Die "Tafel" eröffnet auf dem Lechfeld

Untermeitingen (SZ, monik) - So traurig es ist: Der Bedarf ist da, da ist Sonja Storch ganz sicher. Wie die Vorsitzende des Pfarrgemeinderates Untermeitingen berichtet, sind allein auf dem Lechfeld rund 200 Menschen von Hartz-IV-Leistungen abhängig, dazu 60 bis 70 Kinder. Sie alle gelten als bedürftig. Ihnen soll nun geholfen werden - mit der "Tafel". Anfang Juli will die Pfarrgemeinde mit Unterstützung der Caritas Schwabmünchen einen Laden auf dem Lechfeld eröffnen.

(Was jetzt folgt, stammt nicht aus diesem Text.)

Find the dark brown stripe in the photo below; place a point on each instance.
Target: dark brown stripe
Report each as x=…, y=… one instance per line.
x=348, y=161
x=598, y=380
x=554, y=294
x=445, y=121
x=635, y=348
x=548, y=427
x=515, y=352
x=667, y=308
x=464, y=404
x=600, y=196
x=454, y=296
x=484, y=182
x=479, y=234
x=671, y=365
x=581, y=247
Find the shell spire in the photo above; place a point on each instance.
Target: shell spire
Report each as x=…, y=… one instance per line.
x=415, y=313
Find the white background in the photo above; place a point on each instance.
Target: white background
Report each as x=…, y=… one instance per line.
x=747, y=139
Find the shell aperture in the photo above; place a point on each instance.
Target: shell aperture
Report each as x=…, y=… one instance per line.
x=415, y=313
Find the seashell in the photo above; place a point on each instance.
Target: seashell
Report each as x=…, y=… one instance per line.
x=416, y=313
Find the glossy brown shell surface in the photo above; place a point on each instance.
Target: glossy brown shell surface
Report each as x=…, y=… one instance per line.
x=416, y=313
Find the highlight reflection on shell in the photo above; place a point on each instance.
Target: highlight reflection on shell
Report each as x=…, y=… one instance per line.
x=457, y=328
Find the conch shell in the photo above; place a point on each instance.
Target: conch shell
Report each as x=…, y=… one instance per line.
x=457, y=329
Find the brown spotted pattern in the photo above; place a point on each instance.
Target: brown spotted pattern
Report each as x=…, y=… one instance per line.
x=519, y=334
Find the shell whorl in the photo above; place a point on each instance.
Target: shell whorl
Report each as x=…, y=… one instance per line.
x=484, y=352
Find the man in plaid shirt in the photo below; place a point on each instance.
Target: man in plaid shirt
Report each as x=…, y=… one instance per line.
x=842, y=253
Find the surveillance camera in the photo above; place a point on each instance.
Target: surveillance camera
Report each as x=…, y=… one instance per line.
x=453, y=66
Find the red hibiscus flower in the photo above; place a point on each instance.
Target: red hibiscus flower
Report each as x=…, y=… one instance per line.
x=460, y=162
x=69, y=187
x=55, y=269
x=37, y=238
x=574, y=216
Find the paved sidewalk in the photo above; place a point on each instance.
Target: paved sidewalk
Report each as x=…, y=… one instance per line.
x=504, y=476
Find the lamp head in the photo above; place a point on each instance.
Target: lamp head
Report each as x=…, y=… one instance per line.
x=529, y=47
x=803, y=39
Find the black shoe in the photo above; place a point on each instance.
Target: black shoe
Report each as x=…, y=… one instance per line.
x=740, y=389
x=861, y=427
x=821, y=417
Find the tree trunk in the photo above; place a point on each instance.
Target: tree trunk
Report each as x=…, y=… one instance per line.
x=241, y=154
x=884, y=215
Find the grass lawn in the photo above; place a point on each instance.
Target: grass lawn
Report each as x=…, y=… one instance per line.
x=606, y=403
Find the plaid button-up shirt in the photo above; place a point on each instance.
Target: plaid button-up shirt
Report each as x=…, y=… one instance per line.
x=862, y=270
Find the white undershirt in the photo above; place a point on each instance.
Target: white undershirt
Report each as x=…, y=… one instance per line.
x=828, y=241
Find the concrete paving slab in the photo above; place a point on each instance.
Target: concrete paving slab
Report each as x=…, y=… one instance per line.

In den "Tafel"-Läden bekommen die Leute gegen einen kleinen Obolus Lebensmittel und Dinge des täglichen Bedarfs. "Das ist eine sinnvolle Sache", findet Sonja Storch. Sie und ihr zehnköpfiges Team haben in den vergangenen Monaten viel organisiert, um das Konzept auf dem Lechfeld umzusetzen.

Auch die bayerische Landesvertreterin des "Tafel"-Bundesverbandes, Christa Hamper, hat sich ein Bild vor Ort gemacht. "Das ist schlimm, dass man die Tafel auch hier braucht", sagt sie. Das Engagement der Ehrenamtlichen sei dringend notwendig. Denn bislang mussten die Lechfelder nach Schwabmünchen, um zur Lebensmittel-Ausgabe zu kommen. "Aber viele können sich ja nicht mal den Bus dorthin leisten", sagt Hamper.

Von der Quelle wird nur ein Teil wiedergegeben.